Richter wrote chiefly about himself, his idiosyncrasies, and the struggle between the enthusiast and the realist within himself. His works, though humorous, contain biting sarcasm. They reveal his keen awareness of human finiteness, his love for humanity, and his desire for humankind’s acceptance of nature in its entirety. His treatise on education, Levana (1807; Levana; or, The Doctrine of Education, 1848), reflects his deep insight into the total educational process, that of instilling knowledge and the schooling of the personality. Walt and Vult and Titan (1800–1803; Titan: A Romance, 1862) were the author’s most beloved works. Titan is a bizarre tale of love and yearning, in which the motives and correlation of characters and actions are interwoven and depict the spiritual and political situation in Germany. The arabesque style stands in direct contrast to the refined classicist model; it negates romanticism’s irony and the overemphasizing of the ego, embraced during the Sturm und Drang (storm and stress) literary period.
Neither Walt and Vult nor Titan enjoyed the public’s appreciation, and Richter became withdrawn, living a life of public and political resignation. In 1809, Prince Karl Theodor von Dalberg granted Richter a pension, which the state of Bavaria continued paying. Richter’s son, Max, died in 1821, and, shortly before his own death, Richter became totally blind.
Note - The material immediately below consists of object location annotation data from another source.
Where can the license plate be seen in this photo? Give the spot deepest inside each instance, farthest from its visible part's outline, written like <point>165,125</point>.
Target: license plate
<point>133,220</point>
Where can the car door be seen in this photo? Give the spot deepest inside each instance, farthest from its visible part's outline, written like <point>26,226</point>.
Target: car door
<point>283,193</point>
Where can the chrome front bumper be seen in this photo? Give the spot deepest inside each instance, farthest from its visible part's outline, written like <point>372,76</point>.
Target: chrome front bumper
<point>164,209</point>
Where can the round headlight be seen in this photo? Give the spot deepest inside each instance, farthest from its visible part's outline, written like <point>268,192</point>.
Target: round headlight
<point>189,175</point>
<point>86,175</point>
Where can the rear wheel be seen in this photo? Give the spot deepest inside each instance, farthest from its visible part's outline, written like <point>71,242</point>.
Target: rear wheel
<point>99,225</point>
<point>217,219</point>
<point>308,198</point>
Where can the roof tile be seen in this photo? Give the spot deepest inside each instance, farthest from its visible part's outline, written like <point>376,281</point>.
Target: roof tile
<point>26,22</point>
Few writers have evoked such a contradictory response from their contemporaries and from future generations of readers and critics as did Richter. Among his admirers were Adalbert Stifter, Jeremias Gotthelf, Conrad Ferdinand Meyer, and Stefan George; his detractors included Goethe, Schiller, Heinrich Heine, and Friedrich Nietzsche. His name is well known, his works hardly read.